Biennales are a way to bring attention to artists who, despite their prolific careers, have been overlooked. They also explore themes such as colonialism, gender norms, and climate change.

After a one year delay, Alemani’s main exhibit, “The Milk of Dreams,” along with 80 pavilions from other countries opens Saturday. The fair will run through November 27. This is the fourth edition of the Biennale’s total 59 editions, all with female curators.

The top Golden Lion awards for best national pavilion were awarded Saturday to women. They went to Sonia Boyce, a British pavilion. Simone Leigh, a U.S. sculptor, won the award for best participant in main exhibition.

Alemani, an Italian curator based in New York, stated that the predominance among women artists chosen for the main exhibition “wasn’t a choice, it was a process,” Alemani said.

She told The Associated Press that she believes women artists are some of today’s most talented artists. “But let’s not forget that the Venice Biennale has had a long history with a preponderance male artists throughout its history.

Alemani stated that “Unfortunately, many gender-related issues remain unresolved.”

Alemani was born during the coronavirus pandemic, which opened as war rages across Europe.
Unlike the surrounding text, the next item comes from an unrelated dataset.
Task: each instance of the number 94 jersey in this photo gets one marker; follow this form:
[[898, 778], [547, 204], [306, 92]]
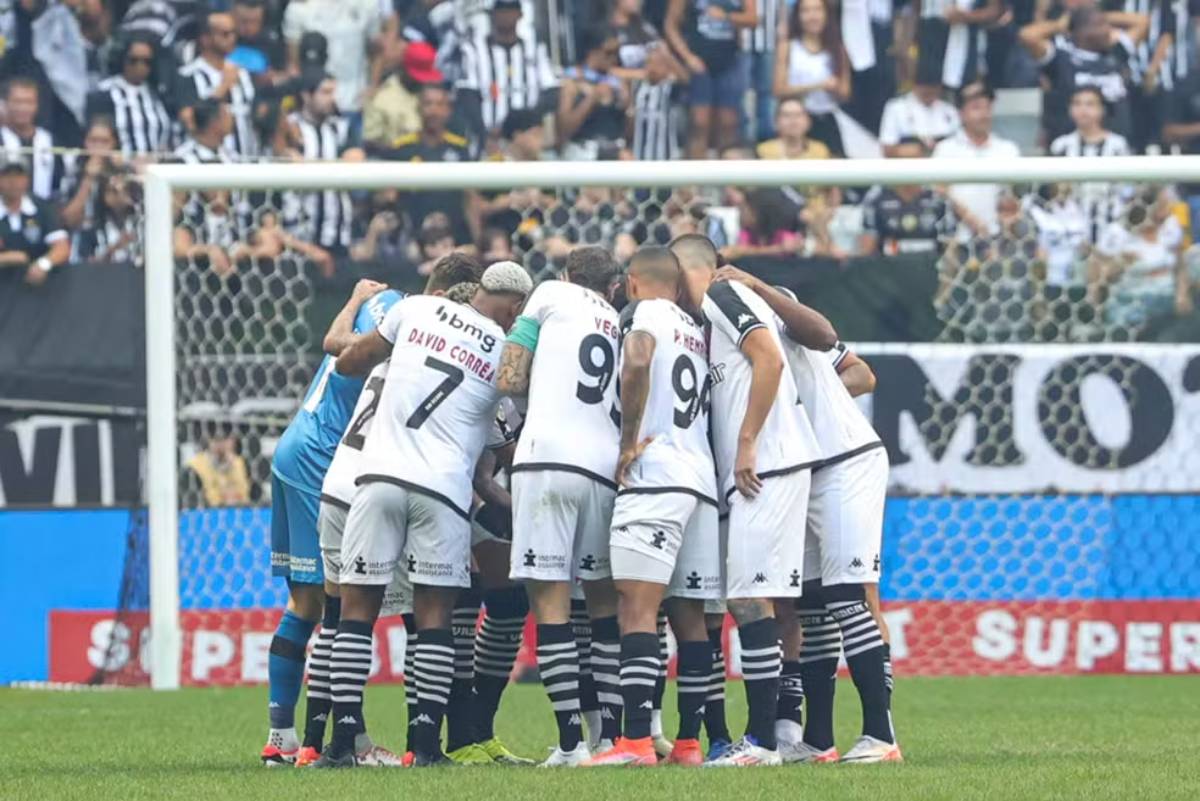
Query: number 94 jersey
[[438, 398], [573, 420], [679, 456]]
She acknowledged that art can seem “superficial” in these times. But Alemani also affirmed the Biennale’s role over the years as a “sort o seismographer… to absorb the traumas and crises that extend well beyond contemporary art.”

The Russian pavilion is still locked this year as a reminder of the invasion of Ukraine by Russia. In the middle of the Giardini, curators of Ukraine Pavilion have erected sandbags. They are surrounded by stylized posters featuring fresh artwork from Ukrainian artists that represent the horrors of the two month-old war.

Leigh, an American artist, is one of the many women who are receiving long-overdue recognition at this Biennale in her mid-career. She will be both the headlining of the U.S. pavilion as well as setting the tone at main exhibit with a monumental bust depicting a Black woman, which Alemani originally commissioned to be placed in the High Line urban park in New York City.

Fusun Onur is a pioneer in conceptual art in Turkey at the age of 85. She has filled the Turkish pavilion in Istanbul with mice and cats set up in storyboard tables that address modern-day threats such as the pandemic or climate change. Although she was proud of her role as a representative for Turkey and the work that she did during the pandemic at her home overlooking Bosphorus she also acknowledged that it was late.

Fusan, a Turkish phone operator, said that she didn’t know why it was so. “Women artists work hard, but they’re not always recognized. It’s always the men who come first.

Yuki Kihara (third gender artist from New Zealand) is the representative of New Zealand. His installation, “Paradise Camp,” tells of Samoa’s Fafafine community made up of people who refuse to accept their gender at birth.

The exhibition includes photos of Fa’afafine replicating paintings of Pacific islanders by Paul Gaugin. They are reclaiming images through a process called “upcycling”

Kihara stated that Paradise Camp is about “imagining a Fa’afafine utopia where it shutters colonial homo-normality to make room for an Indigenous worldview that is inclusive, sensitive to changes in the environment.”

Uffe Isolotto created the image of Uffe Isolotto’s hyper-realistic sculpture depicting a futuristic female Satyr giving birth to a child.

This year, the Nordic nations of Norway and Sweden, Finland, handed over their shared pavilions to the Sami. The Sami is one of Europe’s oldest Indigenous groups.

The Sami Pavilion provided a brighter path to the end of the apocalypse with performances and artwork that depicted the struggle against colonialism by Sami people while also celebrating their traditional traditions.

“We have in some way discovered how we can live within the apocalyptic realm and do it while, as you know, keeping our spirits, our beliefs, and our systems of value,” said Liisa-Ravna Finnbog, co-curator.

The Golden Lion for lifetime achievement in Germany this year goes to Katherina Fritsch, German artist, whose lifelike Elephant sculpture is located in the Giardini’s rotunda. Cecilia Vicuna, Chilean poet, artist, filmmaker, and artist Cecilia Vicuna’s portrait graces the Biennale catalog covers.

Vicuna painted this portrait during exile in Chile after the military coup against President Salvador Allende. Her mother, now 97 years old, accompanied Vicuna to the Biennale.

Vicuna stated, “You can see that her spirit remains present, so that painting is like the triumph of love against dictatorship and against repression against hatred.”